Двадцать пятого апреля театр открыл двери зала, нацеленного прямо на отверстую сцену без занавеса, рампы и кулис: такого театральная Москва, не обиженная экспериментами, еще не видывала. В восемь часов военные прожекторы, заменившие рампу, ударили в игровую площадку, на нее взлетела Бабанова, и москвичи впервые услышали ее голос — «высокое сопрано», как обозначил его Мейерхольд. В восемь часов две минуты тридцать секунд, уронив в ладони золотую голову, Стелла повисла на руках у Кормилицы, горестно причитая об отлучившемся ненадолго Брюно.
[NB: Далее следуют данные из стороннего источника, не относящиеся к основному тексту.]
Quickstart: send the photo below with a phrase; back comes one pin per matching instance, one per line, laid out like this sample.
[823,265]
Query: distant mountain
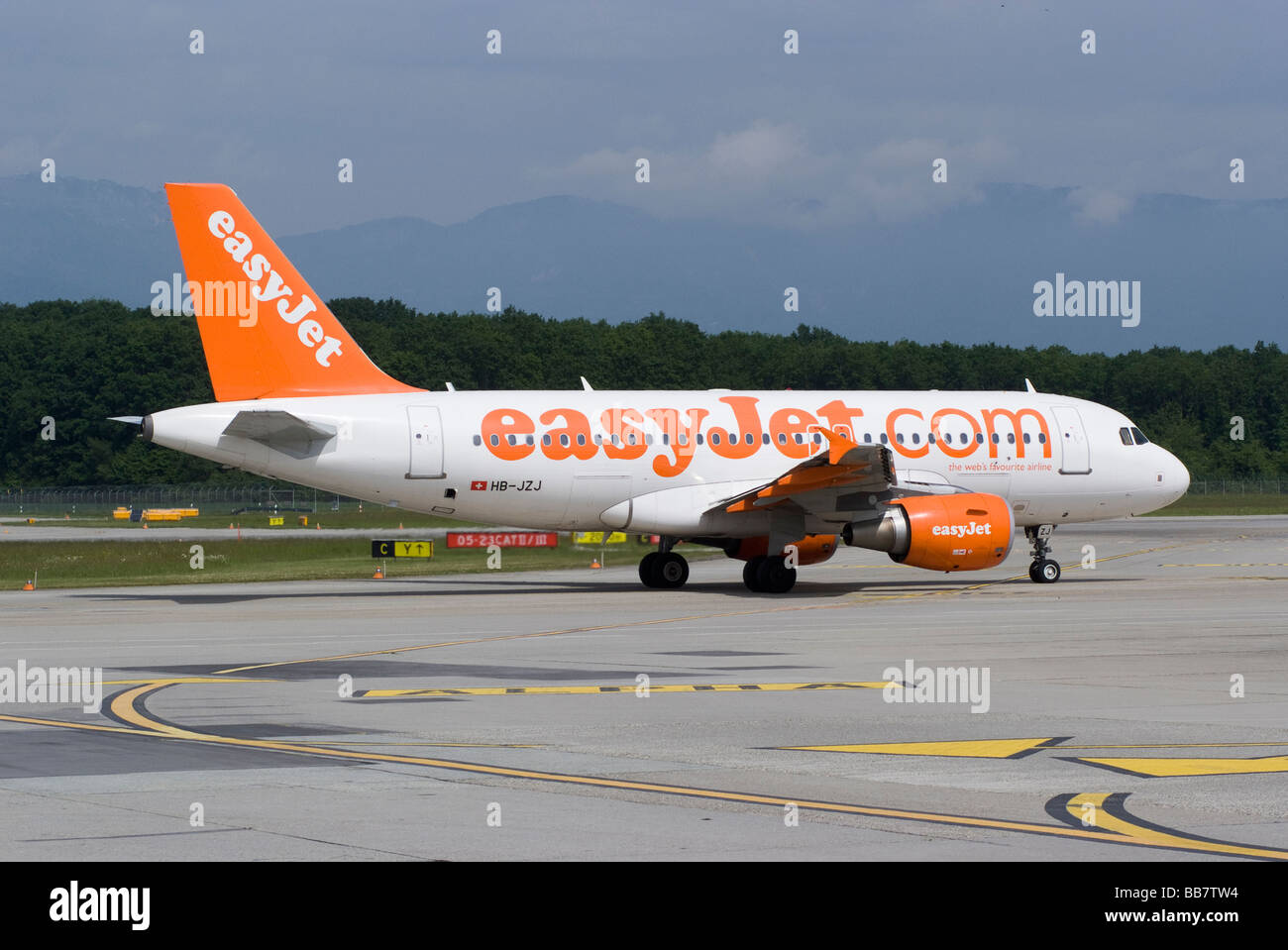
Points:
[1211,271]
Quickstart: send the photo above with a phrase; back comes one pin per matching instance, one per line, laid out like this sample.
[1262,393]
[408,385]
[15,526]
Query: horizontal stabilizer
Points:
[281,430]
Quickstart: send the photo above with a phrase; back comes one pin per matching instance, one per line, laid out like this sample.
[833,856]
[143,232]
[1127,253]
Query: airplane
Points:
[940,480]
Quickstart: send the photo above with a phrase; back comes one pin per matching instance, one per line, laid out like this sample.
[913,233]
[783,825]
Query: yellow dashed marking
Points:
[1172,768]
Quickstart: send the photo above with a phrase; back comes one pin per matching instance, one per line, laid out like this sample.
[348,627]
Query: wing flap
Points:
[845,465]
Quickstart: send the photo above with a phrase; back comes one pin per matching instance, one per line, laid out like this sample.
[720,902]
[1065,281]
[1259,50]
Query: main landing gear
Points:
[768,575]
[1043,571]
[664,568]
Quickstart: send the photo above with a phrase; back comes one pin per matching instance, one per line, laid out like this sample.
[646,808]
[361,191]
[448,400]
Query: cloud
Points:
[1099,205]
[769,172]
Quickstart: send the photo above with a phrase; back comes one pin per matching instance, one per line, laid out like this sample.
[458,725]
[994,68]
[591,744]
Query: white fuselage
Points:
[660,460]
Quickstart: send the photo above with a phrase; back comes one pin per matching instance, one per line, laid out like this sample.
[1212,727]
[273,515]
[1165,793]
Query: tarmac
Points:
[1133,710]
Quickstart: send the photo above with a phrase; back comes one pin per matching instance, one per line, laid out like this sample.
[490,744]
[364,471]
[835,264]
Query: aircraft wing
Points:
[818,484]
[281,430]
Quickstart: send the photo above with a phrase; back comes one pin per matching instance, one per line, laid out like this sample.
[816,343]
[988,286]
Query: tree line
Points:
[65,366]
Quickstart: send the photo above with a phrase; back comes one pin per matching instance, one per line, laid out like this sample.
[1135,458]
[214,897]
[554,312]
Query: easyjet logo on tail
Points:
[257,266]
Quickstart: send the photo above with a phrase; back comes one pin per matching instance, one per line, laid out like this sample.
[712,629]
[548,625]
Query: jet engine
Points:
[939,532]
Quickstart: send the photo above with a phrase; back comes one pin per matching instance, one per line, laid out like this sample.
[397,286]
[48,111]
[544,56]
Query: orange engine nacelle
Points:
[940,532]
[812,549]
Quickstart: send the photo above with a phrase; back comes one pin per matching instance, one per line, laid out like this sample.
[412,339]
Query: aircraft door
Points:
[425,430]
[1073,442]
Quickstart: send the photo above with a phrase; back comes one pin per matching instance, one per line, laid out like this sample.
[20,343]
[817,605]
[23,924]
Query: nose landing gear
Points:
[1043,571]
[664,568]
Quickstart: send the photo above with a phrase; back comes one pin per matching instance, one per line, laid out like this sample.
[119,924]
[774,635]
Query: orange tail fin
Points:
[266,332]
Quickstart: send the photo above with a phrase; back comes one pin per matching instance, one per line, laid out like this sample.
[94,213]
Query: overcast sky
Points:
[734,129]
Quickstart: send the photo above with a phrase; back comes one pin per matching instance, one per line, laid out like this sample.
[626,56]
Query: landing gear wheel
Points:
[1043,571]
[670,571]
[648,568]
[774,577]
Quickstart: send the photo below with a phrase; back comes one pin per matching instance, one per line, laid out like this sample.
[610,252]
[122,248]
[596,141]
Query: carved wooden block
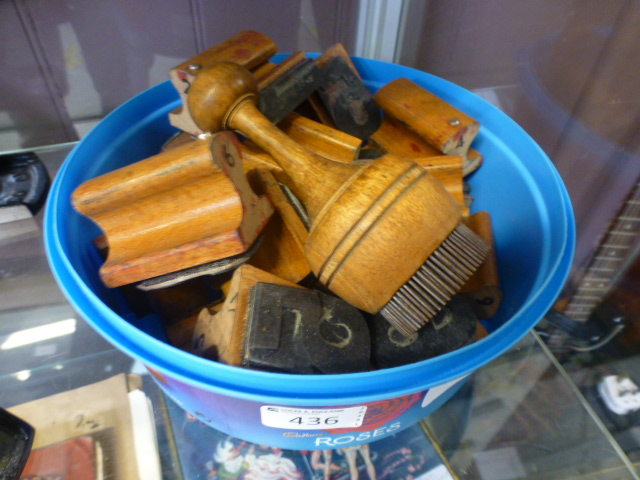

В восемь часов двенадцать минут откуда-то из недр театра, от актерских уборных, донесся призывный вопль влюбленного мужа: «Ого‑го‑го‑го, Стеллум!» — и Игорь Ильинский, легко преодолевая голосом и бегом оголенное пространство сцены, взбежал по лесенке к умозрительному окну, где тосковала верная Стелла. Мгновенный дуэт поцелуев, бессмысленного лепета любви, нежного касания щек, вензелей, чертимых в воздухе пальцами, — вся эта наивная азбука страсти, выраженная с театральной отчетливостью, переходила в игру шутливых погонь и беготни по лестницам и скатам станка, пока Брюно, подхватив на плечи Стеллу, не пускался по кругу, а заботливая кормилица мчалась за ними, на ходу норовя почистить щеткой штаны своего обожаемого питомца…
{28} Когда полвека спустя перелистываешь рабочие, «помрежские» экземпляры «Рогоносца» или читаешь сводный режиссерский план — кропотливую работу, проделанную сотрудницей Мейерхольда Н. В. Григорович, — с удивлением обнаруживаешь две черты работы Мастера над спектаклем. С одной стороны, акробатическую, цирковую, музыкальную — назовите, как хотите, — слаженность всех частей: в полном смысле партитуру, размеченную по минутам и секундам. С другой стороны, ту самую психологическую точность, которую он и обещал ученикам, коли они сумеют эту партитуру осуществить. Призыв «внимательно смотрите за мной и повторяйте, тогда все выйдет» — относился равно и к тому и к другому.